ODI campaign against MTO 'super tax' pays off - CNBC Africa

ODI campaign against MTO 'super tax' pays off

Special Report

by Trust Matsilele 0

African diaspora are being charged twice as much as other regions for money transfer. PHOTO: Getty Images

“We do welcome the decisions of some African countries such as governments of Senegal, Nigeria and Ghana to revoke exclusive arrangements with MTOs. We hope fellow African countries will follow the example given,” Maria Quattr, a joint author in the report on remittances to Africa told CNBC Africa.

“Africans are paying twice as much as other regions when sending money to Africa. This is affected by less competition and market concentration by mainly two companies.”

(READ MORE: Money transfer agencies accused of fleecing Africans)

The report also noted that restrictive business arrangements are also making it difficult for new players to enter into the market. This is also worsened by lack of transparency in currency conversions.

The United Kingdom’s Overseas Development Institute (ODI) says governments and regulatory authorities in 'sending countries' should do more to promote competition and encourage innovation in the remittances regime.

The companies being accused of swindling African diaspora are MoneyGram and Western Union.

(WATCH VIDEO: High costs hurting African remittances)

Quattr urged financial regulators in the United States and United Kingdom to investigate the activities of money transfer operators so as to ensure that consumers are not harmed by these MTOs.

“We conservatively estimate that the two companies account for 586 million US dollars of the loss associated with the remittance ‘super tax’, part of it through opaque foreign currency charges.”

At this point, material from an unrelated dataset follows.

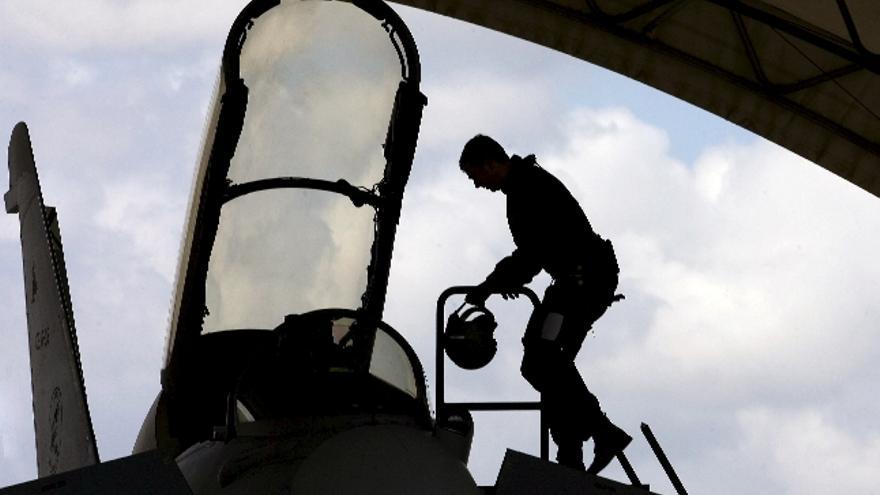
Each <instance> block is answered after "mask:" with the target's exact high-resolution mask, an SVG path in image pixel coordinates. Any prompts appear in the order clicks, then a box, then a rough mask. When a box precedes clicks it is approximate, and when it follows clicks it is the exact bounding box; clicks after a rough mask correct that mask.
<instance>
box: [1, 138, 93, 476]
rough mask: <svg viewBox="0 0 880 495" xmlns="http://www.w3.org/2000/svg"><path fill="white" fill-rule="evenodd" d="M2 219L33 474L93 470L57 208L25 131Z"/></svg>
mask: <svg viewBox="0 0 880 495" xmlns="http://www.w3.org/2000/svg"><path fill="white" fill-rule="evenodd" d="M4 198H5V200H6V212H7V213H18V218H19V222H20V224H21V251H22V260H23V262H24V286H25V299H26V308H27V322H28V335H29V337H28V343H29V345H30V358H31V386H32V388H33V400H34V404H33V406H34V430H35V433H36V444H37V473H38V475H39V476H40V477H41V478H42V477H44V476H48V475H51V474H55V473H60V472H63V471H68V470H71V469H76V468H80V467H84V466H88V465H92V464H96V463H98V449H97V447H96V445H95V433H94V431H93V429H92V419H91V416H90V415H89V406H88V403H87V402H86V391H85V384H84V382H83V376H82V366H81V364H80V358H79V345H78V344H77V340H76V328H75V326H74V321H73V308H72V307H71V303H70V293H69V290H68V286H67V270H66V269H65V265H64V253H63V249H62V246H61V234H60V231H59V230H58V222H57V217H56V215H55V208H52V207H47V206H45V205H44V204H43V193H42V191H41V189H40V181H39V178H38V177H37V169H36V166H35V164H34V155H33V149H32V148H31V140H30V135H29V134H28V129H27V126H26V125H25V124H24V123H23V122H21V123H19V124H18V125H16V126H15V128H14V129H13V131H12V138H11V139H10V141H9V192H7V193H6V195H5V197H4Z"/></svg>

According to the report, Lost in intermediation, the ‘super tax’ excess fees cost the African continent 1.8 billion US dollars a year which is enough money to pay for the primary school education of 14 million children in the region.

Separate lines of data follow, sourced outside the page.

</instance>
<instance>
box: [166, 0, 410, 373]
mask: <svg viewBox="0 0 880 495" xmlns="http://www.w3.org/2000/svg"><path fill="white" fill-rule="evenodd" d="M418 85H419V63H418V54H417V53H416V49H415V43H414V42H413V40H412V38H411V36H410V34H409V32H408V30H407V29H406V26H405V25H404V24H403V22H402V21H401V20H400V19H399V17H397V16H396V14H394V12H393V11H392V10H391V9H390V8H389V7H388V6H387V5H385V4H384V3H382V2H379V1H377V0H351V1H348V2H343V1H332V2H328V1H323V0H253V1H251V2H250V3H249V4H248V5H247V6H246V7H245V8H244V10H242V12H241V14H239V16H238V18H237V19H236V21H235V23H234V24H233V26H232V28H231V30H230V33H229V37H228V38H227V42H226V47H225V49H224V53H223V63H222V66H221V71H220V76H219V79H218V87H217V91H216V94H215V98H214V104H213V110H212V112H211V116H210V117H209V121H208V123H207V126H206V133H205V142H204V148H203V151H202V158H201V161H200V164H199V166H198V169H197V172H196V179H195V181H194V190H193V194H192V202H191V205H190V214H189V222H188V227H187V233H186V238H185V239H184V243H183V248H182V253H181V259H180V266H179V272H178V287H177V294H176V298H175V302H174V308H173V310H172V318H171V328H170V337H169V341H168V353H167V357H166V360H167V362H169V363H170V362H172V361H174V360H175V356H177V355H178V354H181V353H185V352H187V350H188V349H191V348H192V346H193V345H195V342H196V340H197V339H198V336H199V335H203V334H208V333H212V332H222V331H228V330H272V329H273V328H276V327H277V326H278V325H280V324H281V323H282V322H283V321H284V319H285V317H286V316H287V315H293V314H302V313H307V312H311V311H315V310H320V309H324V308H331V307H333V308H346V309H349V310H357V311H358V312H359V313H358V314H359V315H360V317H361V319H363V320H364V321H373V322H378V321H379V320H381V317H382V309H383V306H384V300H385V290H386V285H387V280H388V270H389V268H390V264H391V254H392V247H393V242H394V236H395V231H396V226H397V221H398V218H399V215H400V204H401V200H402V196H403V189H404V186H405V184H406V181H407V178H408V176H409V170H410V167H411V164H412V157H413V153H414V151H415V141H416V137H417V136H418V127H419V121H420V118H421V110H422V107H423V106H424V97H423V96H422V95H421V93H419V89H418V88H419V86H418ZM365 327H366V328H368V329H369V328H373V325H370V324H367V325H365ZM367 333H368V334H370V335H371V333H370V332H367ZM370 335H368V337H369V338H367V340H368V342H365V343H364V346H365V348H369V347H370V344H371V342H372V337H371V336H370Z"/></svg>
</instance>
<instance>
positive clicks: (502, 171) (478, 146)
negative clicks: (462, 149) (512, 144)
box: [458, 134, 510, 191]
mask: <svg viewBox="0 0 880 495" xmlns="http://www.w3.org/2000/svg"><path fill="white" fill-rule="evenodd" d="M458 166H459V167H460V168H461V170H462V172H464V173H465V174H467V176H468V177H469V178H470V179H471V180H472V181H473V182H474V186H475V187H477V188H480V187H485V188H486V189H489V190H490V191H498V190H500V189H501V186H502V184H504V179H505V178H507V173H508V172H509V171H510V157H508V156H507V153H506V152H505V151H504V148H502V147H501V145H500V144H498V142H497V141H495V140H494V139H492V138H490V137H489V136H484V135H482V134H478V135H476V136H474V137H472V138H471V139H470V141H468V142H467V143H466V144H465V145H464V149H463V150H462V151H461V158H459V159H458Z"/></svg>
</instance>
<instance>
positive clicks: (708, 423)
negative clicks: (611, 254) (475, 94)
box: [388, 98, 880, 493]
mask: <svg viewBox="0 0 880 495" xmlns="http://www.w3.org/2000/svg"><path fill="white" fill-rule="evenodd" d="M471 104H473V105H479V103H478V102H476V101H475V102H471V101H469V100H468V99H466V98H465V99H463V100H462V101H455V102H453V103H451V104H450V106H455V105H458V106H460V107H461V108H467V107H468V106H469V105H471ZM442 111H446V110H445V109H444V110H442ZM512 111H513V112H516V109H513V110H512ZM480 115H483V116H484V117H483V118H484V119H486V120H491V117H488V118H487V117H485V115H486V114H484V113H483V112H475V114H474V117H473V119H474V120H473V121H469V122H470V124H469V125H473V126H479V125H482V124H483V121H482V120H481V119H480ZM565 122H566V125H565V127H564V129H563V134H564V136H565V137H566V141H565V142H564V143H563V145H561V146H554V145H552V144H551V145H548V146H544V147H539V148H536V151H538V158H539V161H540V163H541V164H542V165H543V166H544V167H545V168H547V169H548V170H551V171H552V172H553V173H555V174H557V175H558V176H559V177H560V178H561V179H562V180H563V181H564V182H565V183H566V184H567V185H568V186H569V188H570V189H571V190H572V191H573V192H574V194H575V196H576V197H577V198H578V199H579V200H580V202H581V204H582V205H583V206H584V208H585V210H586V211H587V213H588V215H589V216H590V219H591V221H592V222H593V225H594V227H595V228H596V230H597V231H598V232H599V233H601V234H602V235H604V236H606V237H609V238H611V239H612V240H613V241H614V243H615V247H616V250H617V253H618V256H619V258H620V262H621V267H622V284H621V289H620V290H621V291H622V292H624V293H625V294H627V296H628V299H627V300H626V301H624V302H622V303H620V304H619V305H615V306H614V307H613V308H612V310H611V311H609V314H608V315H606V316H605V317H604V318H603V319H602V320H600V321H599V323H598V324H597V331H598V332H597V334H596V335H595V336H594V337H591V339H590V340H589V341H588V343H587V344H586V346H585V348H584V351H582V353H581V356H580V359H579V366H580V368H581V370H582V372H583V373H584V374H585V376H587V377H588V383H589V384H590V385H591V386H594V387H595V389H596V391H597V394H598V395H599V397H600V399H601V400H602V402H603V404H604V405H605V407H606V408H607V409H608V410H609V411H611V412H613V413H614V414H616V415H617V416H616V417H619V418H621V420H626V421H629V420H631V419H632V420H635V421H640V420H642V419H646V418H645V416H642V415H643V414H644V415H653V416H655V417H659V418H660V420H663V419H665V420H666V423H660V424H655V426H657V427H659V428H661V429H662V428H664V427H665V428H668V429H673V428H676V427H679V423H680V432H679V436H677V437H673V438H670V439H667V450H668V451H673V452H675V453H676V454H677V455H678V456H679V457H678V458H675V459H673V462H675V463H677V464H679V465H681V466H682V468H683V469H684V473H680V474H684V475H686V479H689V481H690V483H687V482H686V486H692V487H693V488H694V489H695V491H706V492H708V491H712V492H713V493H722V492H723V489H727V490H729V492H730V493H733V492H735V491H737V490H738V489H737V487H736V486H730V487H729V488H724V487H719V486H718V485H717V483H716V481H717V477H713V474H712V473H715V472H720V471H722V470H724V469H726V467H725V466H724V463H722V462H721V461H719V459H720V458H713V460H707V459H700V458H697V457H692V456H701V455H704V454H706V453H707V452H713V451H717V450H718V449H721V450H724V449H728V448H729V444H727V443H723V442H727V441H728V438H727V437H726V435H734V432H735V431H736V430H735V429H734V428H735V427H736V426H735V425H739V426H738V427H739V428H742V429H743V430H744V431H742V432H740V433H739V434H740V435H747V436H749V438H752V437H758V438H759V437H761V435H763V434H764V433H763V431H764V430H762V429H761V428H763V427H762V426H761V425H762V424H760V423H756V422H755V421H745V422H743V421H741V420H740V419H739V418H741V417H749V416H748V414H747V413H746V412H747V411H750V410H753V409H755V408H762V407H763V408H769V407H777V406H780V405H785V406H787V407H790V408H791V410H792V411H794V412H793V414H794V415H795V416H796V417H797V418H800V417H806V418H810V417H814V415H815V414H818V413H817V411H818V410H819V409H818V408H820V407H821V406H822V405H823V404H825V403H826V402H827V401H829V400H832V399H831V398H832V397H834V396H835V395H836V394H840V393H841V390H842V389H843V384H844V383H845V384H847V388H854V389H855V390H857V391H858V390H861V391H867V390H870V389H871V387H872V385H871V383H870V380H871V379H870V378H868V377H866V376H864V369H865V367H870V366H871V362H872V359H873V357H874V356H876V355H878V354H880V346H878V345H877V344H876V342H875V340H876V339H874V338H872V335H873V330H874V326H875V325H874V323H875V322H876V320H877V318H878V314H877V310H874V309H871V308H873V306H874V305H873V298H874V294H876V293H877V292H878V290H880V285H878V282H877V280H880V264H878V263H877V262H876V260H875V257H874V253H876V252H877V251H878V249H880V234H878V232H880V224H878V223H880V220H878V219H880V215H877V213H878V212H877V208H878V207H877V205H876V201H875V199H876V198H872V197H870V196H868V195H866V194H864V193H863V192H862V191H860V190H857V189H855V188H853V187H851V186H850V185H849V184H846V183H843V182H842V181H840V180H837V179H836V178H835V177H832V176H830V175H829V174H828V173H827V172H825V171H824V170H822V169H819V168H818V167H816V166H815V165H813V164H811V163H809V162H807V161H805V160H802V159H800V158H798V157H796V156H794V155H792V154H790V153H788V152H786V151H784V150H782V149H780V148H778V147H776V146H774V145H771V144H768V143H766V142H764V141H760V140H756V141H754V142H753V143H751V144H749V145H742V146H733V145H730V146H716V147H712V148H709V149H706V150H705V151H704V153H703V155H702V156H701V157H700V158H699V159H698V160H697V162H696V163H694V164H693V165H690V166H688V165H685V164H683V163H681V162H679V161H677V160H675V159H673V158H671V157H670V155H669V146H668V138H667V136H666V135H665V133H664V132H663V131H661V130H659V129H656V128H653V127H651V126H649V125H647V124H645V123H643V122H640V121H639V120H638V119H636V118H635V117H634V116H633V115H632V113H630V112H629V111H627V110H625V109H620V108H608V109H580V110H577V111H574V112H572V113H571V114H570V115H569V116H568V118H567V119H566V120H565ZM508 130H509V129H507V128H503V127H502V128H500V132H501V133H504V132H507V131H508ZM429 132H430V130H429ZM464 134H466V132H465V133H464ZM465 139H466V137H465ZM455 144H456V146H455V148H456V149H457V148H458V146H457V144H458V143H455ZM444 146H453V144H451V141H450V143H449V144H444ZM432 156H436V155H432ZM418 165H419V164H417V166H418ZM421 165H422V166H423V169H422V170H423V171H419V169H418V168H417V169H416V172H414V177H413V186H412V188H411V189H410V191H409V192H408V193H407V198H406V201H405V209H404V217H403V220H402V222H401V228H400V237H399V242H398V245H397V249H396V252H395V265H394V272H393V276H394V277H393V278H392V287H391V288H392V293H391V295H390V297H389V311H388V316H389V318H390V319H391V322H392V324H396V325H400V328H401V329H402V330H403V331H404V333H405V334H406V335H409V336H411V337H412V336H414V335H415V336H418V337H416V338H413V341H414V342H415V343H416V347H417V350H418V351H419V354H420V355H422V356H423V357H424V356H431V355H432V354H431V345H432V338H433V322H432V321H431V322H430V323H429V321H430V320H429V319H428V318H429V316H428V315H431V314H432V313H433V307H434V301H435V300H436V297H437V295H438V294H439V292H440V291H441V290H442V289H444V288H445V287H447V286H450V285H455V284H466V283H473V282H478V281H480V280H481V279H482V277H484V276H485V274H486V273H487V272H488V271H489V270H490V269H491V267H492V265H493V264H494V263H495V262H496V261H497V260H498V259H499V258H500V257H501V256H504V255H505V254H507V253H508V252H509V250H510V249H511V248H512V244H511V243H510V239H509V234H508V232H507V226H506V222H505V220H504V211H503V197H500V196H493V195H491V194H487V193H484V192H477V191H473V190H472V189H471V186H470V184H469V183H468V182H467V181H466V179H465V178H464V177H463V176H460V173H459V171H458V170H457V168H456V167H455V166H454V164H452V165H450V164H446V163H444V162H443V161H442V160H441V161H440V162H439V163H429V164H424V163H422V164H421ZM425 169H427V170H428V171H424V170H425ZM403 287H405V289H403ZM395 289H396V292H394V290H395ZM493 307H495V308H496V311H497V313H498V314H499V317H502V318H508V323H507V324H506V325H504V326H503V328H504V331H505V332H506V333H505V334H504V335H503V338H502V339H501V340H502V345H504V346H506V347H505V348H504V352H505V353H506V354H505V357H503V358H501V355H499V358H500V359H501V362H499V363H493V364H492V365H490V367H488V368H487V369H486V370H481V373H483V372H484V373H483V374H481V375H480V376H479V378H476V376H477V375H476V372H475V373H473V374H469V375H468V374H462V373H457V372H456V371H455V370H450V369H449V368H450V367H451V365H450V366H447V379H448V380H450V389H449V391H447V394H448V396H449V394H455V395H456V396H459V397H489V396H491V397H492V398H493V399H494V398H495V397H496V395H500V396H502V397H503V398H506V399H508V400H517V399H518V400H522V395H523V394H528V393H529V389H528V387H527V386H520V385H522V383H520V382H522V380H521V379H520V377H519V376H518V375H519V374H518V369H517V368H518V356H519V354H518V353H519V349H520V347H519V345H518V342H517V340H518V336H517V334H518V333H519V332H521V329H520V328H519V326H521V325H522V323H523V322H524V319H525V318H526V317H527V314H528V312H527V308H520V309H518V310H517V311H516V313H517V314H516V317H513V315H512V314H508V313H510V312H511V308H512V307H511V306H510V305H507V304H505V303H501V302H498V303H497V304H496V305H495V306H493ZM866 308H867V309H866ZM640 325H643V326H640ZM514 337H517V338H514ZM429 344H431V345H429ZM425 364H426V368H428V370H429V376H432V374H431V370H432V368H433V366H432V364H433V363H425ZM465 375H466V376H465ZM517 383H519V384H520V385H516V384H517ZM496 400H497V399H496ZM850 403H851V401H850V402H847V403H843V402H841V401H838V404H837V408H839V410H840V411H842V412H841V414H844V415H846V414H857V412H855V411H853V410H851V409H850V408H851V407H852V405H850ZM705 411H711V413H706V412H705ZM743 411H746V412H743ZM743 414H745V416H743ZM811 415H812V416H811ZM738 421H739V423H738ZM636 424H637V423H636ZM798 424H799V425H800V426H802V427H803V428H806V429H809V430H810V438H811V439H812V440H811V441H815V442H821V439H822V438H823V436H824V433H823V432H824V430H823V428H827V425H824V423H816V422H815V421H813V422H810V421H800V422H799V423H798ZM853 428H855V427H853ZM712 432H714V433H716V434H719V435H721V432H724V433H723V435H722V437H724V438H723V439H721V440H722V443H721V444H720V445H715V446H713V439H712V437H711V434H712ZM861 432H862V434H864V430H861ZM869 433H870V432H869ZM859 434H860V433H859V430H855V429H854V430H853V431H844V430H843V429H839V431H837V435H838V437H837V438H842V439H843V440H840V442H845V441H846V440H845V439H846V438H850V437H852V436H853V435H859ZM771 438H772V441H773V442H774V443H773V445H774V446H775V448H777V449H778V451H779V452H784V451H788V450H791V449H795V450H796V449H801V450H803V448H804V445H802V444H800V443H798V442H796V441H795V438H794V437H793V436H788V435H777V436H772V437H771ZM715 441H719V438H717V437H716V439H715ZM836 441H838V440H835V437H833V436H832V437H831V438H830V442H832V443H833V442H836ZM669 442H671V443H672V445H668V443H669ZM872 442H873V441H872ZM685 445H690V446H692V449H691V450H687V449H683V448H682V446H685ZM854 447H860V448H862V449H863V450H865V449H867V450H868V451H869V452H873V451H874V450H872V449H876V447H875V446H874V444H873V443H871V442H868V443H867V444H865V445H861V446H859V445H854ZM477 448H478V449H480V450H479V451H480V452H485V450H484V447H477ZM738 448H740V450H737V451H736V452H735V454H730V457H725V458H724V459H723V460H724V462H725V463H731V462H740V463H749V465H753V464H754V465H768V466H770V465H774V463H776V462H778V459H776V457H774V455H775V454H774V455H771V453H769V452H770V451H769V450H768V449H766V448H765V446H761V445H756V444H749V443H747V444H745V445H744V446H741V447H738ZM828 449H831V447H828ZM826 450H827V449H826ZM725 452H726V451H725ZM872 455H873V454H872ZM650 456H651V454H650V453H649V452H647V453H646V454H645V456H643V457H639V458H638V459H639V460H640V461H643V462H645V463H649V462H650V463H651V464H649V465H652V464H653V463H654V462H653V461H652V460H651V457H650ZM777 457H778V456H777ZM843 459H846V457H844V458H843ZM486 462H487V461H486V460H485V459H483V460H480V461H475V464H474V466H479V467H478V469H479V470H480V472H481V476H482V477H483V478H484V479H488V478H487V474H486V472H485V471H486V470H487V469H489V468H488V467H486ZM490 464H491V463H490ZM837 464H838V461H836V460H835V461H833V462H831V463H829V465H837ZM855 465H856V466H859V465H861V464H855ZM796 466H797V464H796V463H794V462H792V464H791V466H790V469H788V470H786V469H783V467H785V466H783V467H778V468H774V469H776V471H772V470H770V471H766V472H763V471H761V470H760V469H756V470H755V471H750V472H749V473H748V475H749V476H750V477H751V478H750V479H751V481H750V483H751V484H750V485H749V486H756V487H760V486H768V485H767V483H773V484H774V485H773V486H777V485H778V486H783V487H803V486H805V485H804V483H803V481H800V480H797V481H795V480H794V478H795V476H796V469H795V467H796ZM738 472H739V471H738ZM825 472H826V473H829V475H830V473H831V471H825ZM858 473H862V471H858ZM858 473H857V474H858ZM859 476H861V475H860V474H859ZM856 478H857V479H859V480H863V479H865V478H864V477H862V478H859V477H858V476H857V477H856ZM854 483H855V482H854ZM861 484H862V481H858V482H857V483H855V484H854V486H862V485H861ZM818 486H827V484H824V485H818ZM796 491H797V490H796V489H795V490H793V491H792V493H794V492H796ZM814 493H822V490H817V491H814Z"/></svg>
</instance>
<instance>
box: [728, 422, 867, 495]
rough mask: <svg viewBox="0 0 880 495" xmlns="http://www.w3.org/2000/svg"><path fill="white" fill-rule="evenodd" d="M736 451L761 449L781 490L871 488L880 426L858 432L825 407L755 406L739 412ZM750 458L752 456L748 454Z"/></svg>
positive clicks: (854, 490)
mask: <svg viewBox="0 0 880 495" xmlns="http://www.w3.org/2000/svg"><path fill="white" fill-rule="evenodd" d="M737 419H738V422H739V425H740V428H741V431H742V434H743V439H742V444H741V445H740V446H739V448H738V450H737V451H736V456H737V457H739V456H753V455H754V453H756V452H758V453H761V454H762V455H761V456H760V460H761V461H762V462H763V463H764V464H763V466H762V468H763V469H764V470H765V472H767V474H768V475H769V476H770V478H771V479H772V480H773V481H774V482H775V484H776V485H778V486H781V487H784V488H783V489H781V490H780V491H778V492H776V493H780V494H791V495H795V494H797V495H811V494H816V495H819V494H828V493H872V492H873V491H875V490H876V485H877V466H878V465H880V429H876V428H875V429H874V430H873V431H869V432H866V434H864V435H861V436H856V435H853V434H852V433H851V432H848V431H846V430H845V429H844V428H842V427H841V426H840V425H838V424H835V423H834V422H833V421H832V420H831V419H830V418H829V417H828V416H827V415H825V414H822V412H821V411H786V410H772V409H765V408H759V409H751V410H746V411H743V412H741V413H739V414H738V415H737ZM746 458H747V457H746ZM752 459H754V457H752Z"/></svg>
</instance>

African diaspora workers are paying an average of 12 per cent in fees to transfer money back to relatives in sub-Saharan Africa.

The amounts lost in through transfers could be redirected to other critical sectors such as in supporting health, education, food security and productive investment in agriculture.

African governments have been encouraged to do more to secure a better remittance deal for their citizens.

The global community pledged to cut remittance charges to five per cent by 2014, yet this ‘super tax’ shows there is a long way to go.